The film is broken up by performances of the boys on stage, singing all the favourites (I guessed that they’re ‘the favourites’ because the girls behind me in the cinema would get up and dance to each song they loved, iPhone torches ablaze). During these performances, I can actually say, for once, the 3D was effective: the lights, sparks and animations illuminated the boys’ dance moves in a hypnotising way.
It might be worth pointing out at this point that the film was directed by Morgan Spurlock, the notorious establishment agitator who shot to fame after Super Size Me. But any sense of irony that he might have been trying to convey was totally lost on me. Nevertheless, Spurlock focuses on the boys’ lives in such a way that by the end of the film the viewer feels slightly more connected to the enigmatic band members. It is even fair to say that many of the scenes can be described as touching, for instance we see Zayn have an intimate phone call with his mother after he buys her a house with his earnings.

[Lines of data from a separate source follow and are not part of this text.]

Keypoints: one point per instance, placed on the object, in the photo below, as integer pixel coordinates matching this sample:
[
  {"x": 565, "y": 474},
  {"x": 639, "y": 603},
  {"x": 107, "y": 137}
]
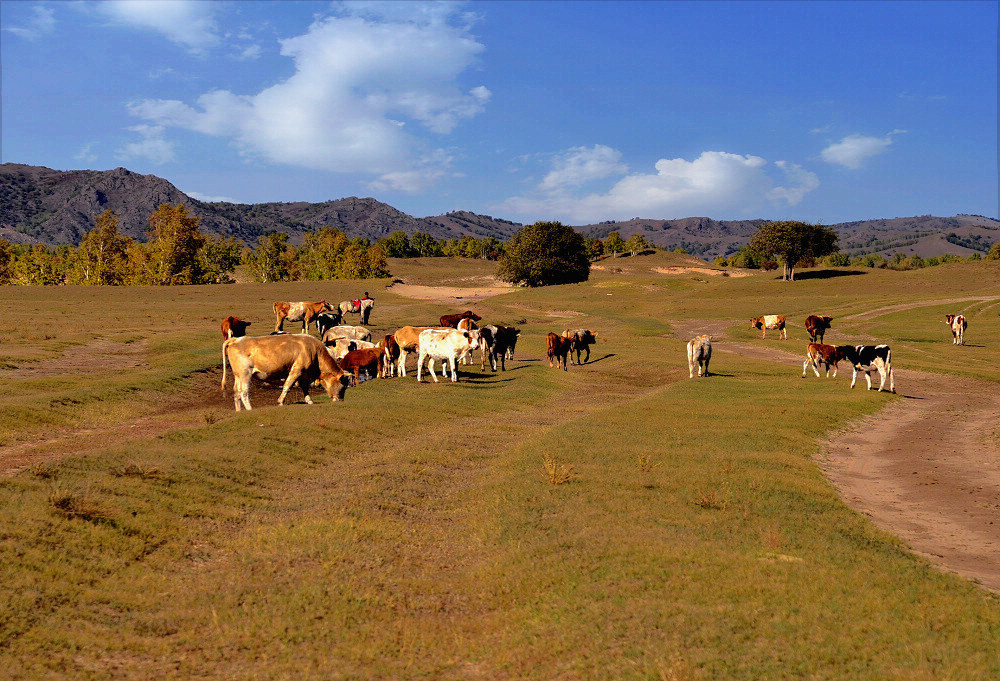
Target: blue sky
[{"x": 572, "y": 111}]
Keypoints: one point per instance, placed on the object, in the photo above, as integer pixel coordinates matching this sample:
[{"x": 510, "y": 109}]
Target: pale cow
[
  {"x": 304, "y": 312},
  {"x": 296, "y": 358},
  {"x": 770, "y": 321},
  {"x": 699, "y": 354},
  {"x": 446, "y": 345},
  {"x": 958, "y": 326}
]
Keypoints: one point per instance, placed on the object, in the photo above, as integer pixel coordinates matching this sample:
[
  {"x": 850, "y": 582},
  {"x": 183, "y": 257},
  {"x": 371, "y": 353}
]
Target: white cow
[
  {"x": 699, "y": 353},
  {"x": 445, "y": 345}
]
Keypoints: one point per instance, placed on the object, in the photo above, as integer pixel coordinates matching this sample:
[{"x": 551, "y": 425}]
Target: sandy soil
[{"x": 926, "y": 468}]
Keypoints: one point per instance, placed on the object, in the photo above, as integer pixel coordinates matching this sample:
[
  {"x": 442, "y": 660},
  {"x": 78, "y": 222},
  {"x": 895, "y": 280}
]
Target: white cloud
[
  {"x": 580, "y": 165},
  {"x": 357, "y": 83},
  {"x": 152, "y": 147},
  {"x": 714, "y": 183},
  {"x": 189, "y": 23},
  {"x": 853, "y": 150},
  {"x": 41, "y": 22}
]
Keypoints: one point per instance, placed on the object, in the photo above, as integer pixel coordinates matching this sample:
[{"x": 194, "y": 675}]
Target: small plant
[{"x": 557, "y": 473}]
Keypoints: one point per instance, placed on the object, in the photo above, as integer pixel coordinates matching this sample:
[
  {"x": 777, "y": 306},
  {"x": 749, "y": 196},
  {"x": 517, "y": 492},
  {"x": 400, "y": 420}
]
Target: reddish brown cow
[
  {"x": 368, "y": 360},
  {"x": 299, "y": 312},
  {"x": 816, "y": 327},
  {"x": 558, "y": 348},
  {"x": 827, "y": 355},
  {"x": 234, "y": 327},
  {"x": 452, "y": 320}
]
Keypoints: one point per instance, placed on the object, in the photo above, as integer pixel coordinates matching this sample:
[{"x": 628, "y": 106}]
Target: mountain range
[{"x": 41, "y": 205}]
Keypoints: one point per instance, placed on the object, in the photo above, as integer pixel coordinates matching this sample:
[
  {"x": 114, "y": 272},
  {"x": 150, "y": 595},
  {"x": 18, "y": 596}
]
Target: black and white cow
[{"x": 868, "y": 358}]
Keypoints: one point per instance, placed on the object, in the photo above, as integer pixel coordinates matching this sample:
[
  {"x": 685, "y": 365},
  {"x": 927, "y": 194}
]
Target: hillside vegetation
[{"x": 614, "y": 521}]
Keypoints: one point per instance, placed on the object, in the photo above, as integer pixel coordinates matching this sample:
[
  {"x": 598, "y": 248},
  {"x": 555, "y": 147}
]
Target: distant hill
[{"x": 41, "y": 205}]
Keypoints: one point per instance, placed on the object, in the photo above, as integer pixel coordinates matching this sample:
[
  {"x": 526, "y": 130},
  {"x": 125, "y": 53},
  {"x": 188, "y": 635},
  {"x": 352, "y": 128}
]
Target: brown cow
[
  {"x": 304, "y": 312},
  {"x": 451, "y": 320},
  {"x": 770, "y": 321},
  {"x": 816, "y": 327},
  {"x": 557, "y": 348},
  {"x": 234, "y": 327},
  {"x": 296, "y": 358},
  {"x": 368, "y": 360},
  {"x": 827, "y": 355}
]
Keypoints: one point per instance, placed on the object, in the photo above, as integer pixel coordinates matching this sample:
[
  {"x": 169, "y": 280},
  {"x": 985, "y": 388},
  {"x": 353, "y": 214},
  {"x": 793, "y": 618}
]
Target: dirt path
[{"x": 926, "y": 468}]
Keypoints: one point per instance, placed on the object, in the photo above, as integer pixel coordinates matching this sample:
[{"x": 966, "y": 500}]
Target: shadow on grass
[{"x": 827, "y": 274}]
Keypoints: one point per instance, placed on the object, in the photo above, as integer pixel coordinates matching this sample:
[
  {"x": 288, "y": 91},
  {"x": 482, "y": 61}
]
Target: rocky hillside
[{"x": 41, "y": 205}]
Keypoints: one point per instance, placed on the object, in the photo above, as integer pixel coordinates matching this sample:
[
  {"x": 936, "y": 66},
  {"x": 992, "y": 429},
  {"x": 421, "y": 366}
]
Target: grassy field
[{"x": 616, "y": 521}]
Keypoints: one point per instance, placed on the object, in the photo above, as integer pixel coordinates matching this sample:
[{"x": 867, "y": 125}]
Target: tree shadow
[{"x": 827, "y": 274}]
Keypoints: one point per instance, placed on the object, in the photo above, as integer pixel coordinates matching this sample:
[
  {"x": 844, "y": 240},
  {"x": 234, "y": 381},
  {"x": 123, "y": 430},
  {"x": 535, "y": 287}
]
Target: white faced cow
[
  {"x": 868, "y": 358},
  {"x": 296, "y": 358},
  {"x": 446, "y": 345}
]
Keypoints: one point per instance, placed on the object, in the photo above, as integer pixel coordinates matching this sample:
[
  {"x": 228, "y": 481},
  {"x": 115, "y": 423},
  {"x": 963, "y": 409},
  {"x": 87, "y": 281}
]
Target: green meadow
[{"x": 614, "y": 521}]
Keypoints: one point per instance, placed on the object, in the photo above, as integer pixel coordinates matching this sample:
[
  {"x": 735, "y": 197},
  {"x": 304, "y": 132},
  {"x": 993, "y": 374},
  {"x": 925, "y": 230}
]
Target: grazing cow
[
  {"x": 867, "y": 358},
  {"x": 327, "y": 320},
  {"x": 827, "y": 355},
  {"x": 296, "y": 358},
  {"x": 451, "y": 320},
  {"x": 770, "y": 321},
  {"x": 557, "y": 348},
  {"x": 234, "y": 327},
  {"x": 445, "y": 345},
  {"x": 407, "y": 338},
  {"x": 391, "y": 349},
  {"x": 362, "y": 306},
  {"x": 351, "y": 332},
  {"x": 958, "y": 326},
  {"x": 699, "y": 354},
  {"x": 497, "y": 342},
  {"x": 368, "y": 360},
  {"x": 338, "y": 347},
  {"x": 816, "y": 327},
  {"x": 582, "y": 340},
  {"x": 298, "y": 312}
]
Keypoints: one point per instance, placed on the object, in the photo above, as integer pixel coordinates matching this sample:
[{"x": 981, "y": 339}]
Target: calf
[
  {"x": 304, "y": 312},
  {"x": 445, "y": 345},
  {"x": 867, "y": 358},
  {"x": 557, "y": 348},
  {"x": 699, "y": 353},
  {"x": 368, "y": 360},
  {"x": 816, "y": 327},
  {"x": 582, "y": 340},
  {"x": 827, "y": 355},
  {"x": 451, "y": 320},
  {"x": 770, "y": 321},
  {"x": 958, "y": 326},
  {"x": 234, "y": 327},
  {"x": 296, "y": 358}
]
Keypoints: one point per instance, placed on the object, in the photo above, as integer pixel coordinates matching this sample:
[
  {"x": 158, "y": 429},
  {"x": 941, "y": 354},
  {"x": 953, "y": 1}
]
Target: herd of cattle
[
  {"x": 342, "y": 353},
  {"x": 863, "y": 358}
]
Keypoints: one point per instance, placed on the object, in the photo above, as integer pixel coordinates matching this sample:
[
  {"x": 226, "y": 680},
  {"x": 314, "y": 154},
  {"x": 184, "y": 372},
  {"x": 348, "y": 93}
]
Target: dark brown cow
[
  {"x": 816, "y": 327},
  {"x": 368, "y": 360},
  {"x": 304, "y": 312},
  {"x": 557, "y": 348},
  {"x": 452, "y": 320},
  {"x": 827, "y": 355},
  {"x": 234, "y": 327}
]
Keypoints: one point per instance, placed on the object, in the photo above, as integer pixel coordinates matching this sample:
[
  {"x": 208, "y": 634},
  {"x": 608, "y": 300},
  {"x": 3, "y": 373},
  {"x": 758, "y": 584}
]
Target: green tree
[
  {"x": 173, "y": 246},
  {"x": 791, "y": 242},
  {"x": 614, "y": 244},
  {"x": 101, "y": 259},
  {"x": 637, "y": 242},
  {"x": 545, "y": 253},
  {"x": 268, "y": 262}
]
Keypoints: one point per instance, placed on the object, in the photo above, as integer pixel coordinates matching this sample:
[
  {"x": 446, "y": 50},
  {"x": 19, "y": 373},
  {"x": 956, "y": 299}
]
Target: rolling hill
[{"x": 41, "y": 205}]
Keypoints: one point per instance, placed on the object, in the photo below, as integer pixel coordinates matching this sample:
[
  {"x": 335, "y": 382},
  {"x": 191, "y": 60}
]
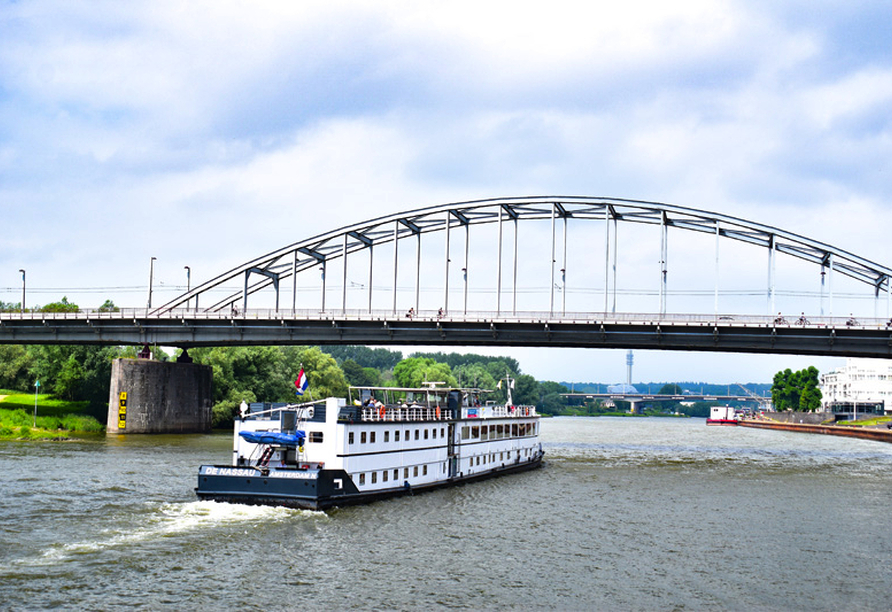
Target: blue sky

The documentary understandably focuses on the legions of fans that the boys have acquired and the insanity that can prevail in a town after just a one-night stay over. At times, you really do pity the boys (like when they are locked in a shop in Amsterdam to take shelter from their fans), but this rarely lasts for long (it was a Vans shop).
Not too long, not too short, this 90-minute 1D extravaganza is perfect for a die-hard ‘Directioner’, with just the right amount of music and insight into the band’s whirlwind life. Personally, I was expecting more dirt and more gossip on the boys’ downtime, but this is a PG-rated film not a C4 documentary.
Ultimately, the boys are actually quite funny, with nothing seeming rehearsed. I laughed a lot and left the cinema wanting to be their best friend. Except Niall’s, he’s crap.